9820. A LA MARGRAVE DE BAIREUTH A BAIREUTH.

Breslau, 5 mars 1758.

Ma très chère Sœur. J'ai eu le plaisir de recevoir aujourd'hui votre lettre du 19 de février, qui m'a procuré la satisfaction d'apprendre la continuation de votre santé. En vérité, ma chère sœur, vous devez la ménager de toutes les manières, surtout pour ceux qui, comme moi, prétendent avoir sur votre personne le droit que donne l'amitié et l'attachement.

Voilà les Français chassés du pays d'Hanovre et de Brunswick, et l'insolence de leurs propos mal soutenue! Cette armée n'est qu'un ra<286>mas de canaille, excellent pour piller, mais non pas pour se battre. J'espère que le prince Ferdinand profitera de son avantage et enverra plus d'un Gaulois au manoir de Lucifer. Soyez tranquille, ma chère sœur, je vous en supplie; notre prophète286-1 annonce tant de bonnes choses que nous n'aurons pas à nous plaindre, pourvu que la moitié en réussisse.

Je vais partir dans peu pour les montagnes, ce qui, joint aux mesures qu'il faudra prendre ensuite, dérangera fort notre correspondance. Mon frère Henri aura le commandement de l'armée de Saxe; peut être que par lui il y aura de temps en temps moyen de vous faire parvenir de nos nouvelles.

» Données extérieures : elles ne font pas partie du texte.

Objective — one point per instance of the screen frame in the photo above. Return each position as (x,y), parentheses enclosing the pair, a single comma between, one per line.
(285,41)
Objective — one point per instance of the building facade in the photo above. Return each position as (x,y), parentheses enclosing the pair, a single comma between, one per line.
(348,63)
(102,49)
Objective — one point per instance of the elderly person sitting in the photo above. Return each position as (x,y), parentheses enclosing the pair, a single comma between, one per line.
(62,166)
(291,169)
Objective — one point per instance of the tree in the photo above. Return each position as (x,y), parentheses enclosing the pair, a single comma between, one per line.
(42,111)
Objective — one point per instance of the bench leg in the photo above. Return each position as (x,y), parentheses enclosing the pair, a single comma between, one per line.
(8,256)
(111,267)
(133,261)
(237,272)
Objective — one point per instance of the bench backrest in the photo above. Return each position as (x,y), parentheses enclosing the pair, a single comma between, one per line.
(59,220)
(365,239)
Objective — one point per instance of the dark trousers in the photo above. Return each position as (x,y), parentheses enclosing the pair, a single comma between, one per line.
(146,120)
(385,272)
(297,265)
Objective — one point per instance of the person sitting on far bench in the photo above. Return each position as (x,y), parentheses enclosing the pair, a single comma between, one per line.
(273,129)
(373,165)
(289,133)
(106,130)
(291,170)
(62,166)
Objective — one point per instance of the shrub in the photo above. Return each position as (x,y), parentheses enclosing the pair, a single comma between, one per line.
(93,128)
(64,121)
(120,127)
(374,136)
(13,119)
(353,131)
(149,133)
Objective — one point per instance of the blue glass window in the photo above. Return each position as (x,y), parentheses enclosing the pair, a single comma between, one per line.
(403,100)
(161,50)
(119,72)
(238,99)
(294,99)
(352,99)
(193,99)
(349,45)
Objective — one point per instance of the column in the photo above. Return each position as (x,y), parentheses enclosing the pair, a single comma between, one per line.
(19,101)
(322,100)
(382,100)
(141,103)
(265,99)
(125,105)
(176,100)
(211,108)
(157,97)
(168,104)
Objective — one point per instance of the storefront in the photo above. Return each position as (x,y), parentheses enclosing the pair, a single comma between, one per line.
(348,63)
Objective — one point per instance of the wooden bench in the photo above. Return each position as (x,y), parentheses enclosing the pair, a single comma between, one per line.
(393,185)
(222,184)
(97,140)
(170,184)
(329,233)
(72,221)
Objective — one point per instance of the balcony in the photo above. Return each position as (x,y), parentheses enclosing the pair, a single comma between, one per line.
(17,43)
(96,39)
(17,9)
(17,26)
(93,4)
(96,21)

Ce que vous m'écrivez, ma chère sœur, de votre dame d'honneur, m'embarrasse fort; personne, pas même les officiers qui sont à mon service, ne sont eximés des contributions:286-2 la raison vous en sera facile à deviner. Ainsi une terre exemptée ferait crier tout le monde, et peut-être il n'y aurait plus moyen de faire payer les autres. Cependant, je verrai si l'on peut trouver un tempérament pour la contenter.

Je vous supplie de ne vous point faire des images tristes avant le temps et d'attendre que la crise soit passée, pour prendre votre parti. En attendant, je peux vous assurer que mon armée sera à peu près aussi forte que l'année passée, et que, pourvu qu'il n'y ait point de grande catastrophe, je compte de me tirer bien d'affaire. Daignez recevoir les assurances de la parfaite tendresse et de la plus fidèle amitié que je vous ai vouée, et avec laquelle je suis, ma très chère sœur, votre très fidèle frère et serviteur

Federic.

Nach der Ausfertigung. Eigenhändig.



286-1 Vergl. S. 267. Anm. 3.

286-2 Die Hofdame war im Mecklenburgischen begütert. Vergl. S. 243.